3 Impact on the textile industry
RCEP has created a new supply chain system and certificate of origin rules, which will provide Vietnam with opportunities to expand and stabilize its export market. With great convenience, coupled with a good investment environment and labor dividends, the textile industry, as one of Vietnam’s pillar industries, will surely usher in huge business opportunities. The scale of spinning will continue to expand and attract more foreign investment; higher requirements will be placed on yarn quality and equipment upgrading will be accelerated to comply with market trends; printing, dyeing and weaving, as industry bottlenecks, will also receive more attention. Therefore, textile machinery will usher in a favorable situation. In recent years, it has absorbed a lot of foreign capital transfers, especially in the garment industry, which further reflects Vietnam’s labor force advantage, and the demand for fabrics will also increase accordingly. However, due to insufficient supply and supporting facilities, the local industrial chain is still in the early stages of development and will still rely on imported raw materials for a certain period of time.

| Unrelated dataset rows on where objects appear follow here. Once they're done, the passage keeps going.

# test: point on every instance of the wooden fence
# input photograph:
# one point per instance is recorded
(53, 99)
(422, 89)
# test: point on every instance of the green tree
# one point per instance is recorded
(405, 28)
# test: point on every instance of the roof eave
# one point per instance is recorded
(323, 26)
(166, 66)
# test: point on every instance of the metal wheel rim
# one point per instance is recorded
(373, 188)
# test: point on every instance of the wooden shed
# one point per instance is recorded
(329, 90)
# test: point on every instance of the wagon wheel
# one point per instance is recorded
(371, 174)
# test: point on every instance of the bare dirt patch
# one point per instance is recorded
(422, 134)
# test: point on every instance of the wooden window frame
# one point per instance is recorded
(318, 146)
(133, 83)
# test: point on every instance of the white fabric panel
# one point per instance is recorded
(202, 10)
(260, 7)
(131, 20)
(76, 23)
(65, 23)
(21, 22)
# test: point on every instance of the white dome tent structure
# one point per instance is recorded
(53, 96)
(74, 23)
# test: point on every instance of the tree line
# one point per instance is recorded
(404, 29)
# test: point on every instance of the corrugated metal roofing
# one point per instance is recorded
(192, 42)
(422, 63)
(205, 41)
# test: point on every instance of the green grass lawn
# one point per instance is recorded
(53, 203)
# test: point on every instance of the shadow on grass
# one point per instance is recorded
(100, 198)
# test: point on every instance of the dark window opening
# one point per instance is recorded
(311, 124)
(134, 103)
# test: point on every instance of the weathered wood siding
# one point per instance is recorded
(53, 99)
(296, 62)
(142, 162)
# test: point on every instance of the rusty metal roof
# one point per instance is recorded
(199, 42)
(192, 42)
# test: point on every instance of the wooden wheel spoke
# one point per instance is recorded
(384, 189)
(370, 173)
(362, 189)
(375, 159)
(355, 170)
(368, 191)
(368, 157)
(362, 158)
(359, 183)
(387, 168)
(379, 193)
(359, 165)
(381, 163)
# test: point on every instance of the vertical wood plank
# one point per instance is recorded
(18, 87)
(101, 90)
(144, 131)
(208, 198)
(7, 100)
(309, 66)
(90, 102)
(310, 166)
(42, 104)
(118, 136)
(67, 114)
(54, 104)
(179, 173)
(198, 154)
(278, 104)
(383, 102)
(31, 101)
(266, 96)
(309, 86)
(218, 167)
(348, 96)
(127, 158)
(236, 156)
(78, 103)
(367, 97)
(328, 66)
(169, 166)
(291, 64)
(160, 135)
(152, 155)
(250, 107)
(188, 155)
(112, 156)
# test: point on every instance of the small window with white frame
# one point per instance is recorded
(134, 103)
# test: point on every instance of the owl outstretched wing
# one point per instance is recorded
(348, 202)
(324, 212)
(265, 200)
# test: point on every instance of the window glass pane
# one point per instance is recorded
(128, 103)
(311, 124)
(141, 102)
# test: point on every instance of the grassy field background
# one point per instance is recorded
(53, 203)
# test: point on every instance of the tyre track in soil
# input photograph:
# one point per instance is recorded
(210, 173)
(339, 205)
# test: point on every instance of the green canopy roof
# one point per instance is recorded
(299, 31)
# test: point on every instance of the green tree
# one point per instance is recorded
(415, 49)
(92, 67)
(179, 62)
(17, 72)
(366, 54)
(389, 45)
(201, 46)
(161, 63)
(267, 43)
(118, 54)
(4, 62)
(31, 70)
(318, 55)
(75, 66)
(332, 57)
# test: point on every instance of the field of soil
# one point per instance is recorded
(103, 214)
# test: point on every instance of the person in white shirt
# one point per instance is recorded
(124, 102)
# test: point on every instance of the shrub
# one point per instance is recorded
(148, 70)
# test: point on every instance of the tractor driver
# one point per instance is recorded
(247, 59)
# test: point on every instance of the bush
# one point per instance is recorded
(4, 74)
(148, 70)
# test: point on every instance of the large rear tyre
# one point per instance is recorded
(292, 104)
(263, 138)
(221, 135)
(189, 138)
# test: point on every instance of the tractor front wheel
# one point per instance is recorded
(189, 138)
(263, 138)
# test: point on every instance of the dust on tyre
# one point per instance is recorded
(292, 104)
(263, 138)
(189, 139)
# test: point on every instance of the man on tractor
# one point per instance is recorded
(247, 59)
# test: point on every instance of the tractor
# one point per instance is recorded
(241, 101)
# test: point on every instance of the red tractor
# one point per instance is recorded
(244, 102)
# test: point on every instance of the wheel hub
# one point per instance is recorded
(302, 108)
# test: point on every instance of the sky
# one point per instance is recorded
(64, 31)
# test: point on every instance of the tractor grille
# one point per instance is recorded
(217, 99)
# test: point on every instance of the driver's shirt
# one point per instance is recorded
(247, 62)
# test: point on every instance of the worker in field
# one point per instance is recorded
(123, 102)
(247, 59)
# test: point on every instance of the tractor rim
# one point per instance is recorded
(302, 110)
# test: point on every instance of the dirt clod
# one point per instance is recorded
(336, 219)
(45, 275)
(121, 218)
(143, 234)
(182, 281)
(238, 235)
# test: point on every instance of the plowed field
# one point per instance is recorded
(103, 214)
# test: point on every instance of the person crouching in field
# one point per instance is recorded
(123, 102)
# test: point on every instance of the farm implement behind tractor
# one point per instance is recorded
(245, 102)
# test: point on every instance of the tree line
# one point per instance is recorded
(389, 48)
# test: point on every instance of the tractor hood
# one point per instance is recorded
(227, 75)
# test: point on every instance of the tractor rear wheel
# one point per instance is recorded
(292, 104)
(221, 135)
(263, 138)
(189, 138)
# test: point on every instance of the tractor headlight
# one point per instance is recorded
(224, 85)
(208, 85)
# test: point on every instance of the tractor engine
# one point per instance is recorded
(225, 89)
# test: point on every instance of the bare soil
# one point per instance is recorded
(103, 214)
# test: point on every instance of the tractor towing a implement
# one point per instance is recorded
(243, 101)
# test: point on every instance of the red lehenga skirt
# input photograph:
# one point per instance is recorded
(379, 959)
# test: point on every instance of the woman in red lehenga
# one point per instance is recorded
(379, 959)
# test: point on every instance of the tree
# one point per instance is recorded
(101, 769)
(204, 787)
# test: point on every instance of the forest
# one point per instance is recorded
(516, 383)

China Textile External Company exports multi-warehouse cotton blending machine to Nam Dinh, Vietnam
In short, under the background of economic globalization, even though Facing many difficulties and challenges in its development process, Vietnam, as a booming emerging country, is facing a new era of development under an increasingly open market economy system, relying on huge labor dividends and hard-working pioneering spirit, and attaching great importance to rejuvenating the country through science and education and talent cultivation. Given the unprecedented opportunities of the times, it will surely become a shining pearl in Southeast Asia and even the world in the near future.